Tuesday, February 22, 2011

Bind Variables

I have been answering a lot of questions on Stack Overflow where I've referenced Bind Parameters.  So what are Bind Parameters?  First, let's look at a really simple way to insert some records into a database (I'll be using C# for this, but this concept is available in many platforms / languages).

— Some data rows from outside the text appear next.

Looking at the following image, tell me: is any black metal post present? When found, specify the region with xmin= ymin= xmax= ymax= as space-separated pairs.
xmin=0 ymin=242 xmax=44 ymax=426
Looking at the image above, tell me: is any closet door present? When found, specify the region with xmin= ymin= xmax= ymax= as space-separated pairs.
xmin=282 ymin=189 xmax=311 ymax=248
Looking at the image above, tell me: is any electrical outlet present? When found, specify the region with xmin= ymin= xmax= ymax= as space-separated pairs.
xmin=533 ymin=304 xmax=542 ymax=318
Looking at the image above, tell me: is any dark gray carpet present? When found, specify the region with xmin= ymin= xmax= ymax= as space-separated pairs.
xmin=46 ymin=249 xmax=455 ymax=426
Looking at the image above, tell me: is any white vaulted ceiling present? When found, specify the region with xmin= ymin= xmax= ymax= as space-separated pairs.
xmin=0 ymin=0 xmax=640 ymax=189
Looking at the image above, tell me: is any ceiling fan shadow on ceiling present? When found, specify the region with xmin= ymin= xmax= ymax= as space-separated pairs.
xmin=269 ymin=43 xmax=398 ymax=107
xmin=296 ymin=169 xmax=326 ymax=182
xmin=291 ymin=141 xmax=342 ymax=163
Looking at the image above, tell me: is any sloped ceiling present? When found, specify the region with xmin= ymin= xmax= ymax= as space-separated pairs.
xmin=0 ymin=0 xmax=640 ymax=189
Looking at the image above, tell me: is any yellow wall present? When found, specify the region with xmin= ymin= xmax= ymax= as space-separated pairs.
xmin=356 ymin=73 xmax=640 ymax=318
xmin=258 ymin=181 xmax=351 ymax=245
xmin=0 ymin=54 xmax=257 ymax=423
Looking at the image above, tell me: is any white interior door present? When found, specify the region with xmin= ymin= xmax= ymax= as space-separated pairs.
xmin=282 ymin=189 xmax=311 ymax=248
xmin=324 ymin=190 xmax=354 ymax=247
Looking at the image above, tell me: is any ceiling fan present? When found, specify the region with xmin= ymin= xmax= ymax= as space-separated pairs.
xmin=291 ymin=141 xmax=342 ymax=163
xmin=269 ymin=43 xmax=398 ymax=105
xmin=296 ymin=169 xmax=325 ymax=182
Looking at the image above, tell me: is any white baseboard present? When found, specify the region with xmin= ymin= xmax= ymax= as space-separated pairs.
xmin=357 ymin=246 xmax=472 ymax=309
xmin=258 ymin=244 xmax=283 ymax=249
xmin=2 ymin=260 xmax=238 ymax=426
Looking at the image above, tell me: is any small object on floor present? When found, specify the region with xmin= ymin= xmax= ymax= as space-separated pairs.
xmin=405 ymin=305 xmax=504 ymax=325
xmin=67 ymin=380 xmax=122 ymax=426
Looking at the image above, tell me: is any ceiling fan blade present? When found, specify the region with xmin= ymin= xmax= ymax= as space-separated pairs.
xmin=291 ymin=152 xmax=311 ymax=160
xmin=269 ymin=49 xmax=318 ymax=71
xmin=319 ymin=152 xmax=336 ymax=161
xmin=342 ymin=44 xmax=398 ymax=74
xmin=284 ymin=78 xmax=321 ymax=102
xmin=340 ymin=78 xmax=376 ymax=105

Here is the old school, plane Jane way to do this:
string sql = "INSERT INTO CUSTOMERS " +
             " (FirstName, LastName)"
             " VALUES " + 
             " ('Jack', 'Shepard') ";

using(var command = new SqlCommand(sql, connection))
{
   command.ExecuteNonQuery();
}


So what's wrong with it?  Well, a few things:
  • Security: This approach is susceptible to SQL Injection Attack.  Just concatenating strings from the user and passing them to the database is a risky endeavor.  This risk is multiplied when releasing an application on the web.
  • Performance: Most RDBMs will evaluate a new execution plan for each of these statements.  In other words, if you insert 100 customers, the execution plan will be calculated 100 times.  In some circumstances, this time is greater than the time it actually takes to perform the statement.
  • Robustness:  You have to remember to escape the apostrophe and format dates correctly.  These are the kinds of problems that don't show up until runtime and sometimes don't show up until an edge case is hit.
Enter Bind Parameters
Here's another way to implement the same thing:

string sql = "INSERT INTO CUSTOMERS " +
             " (FirstName, LastName)"
             " VALUES " + 
             " (@FirstName, @LastName) ";

using(var command = new SqlCommand(sql, connection))
{
   SqlParameter param;

   param = new SqlServerParameter("@FirstName", SqlDbType.VarChar, 50);
   param.Value = "Jack";
   
   command.Parameters.Add(param);

   param = new SqlServerParameter("@LastName", SqlDbType.VarChar, 50);
   param.Value = "Shepard";
   
   command.Parameters.Add(param);

   command.ExecuteNonQuery();
}

Or, a much more terse version:

string sql = "INSERT INTO CUSTOMERS " +
             " (FirstName, LastName)"
             " VALUES " + 
             " (@FirstName, @LastName) ";

using(var command = new SqlCommand(sql, connection))
{
   SqlParameter param;

   command.Parameters.Add(new SqlServerParameter("@FirstName", SqlDbType.VarChar, 50)) { .Value = "Jack" });
   command.Parameters.Add(new SqlServerParameter("@LastName", SqlDbType.VarChar, 50)) { .Value = "Shepard" });

   command.ExecuteNonQuery();
}


Obviously, this example is geared towards SQL Server.  Doing the same thing on other database platforms is usually extremely easy.   The biggest differences between the platforms involve naming conventions for the parameters.  While DB2 OleDB allows the exact same parameter name syntax as above, DB2 over ODBC requires a different syntax.

No matter what syntax your particular RDMS requires, Bind Parameters are an excellent way to guard against sql injection attacks, user input and increase performance.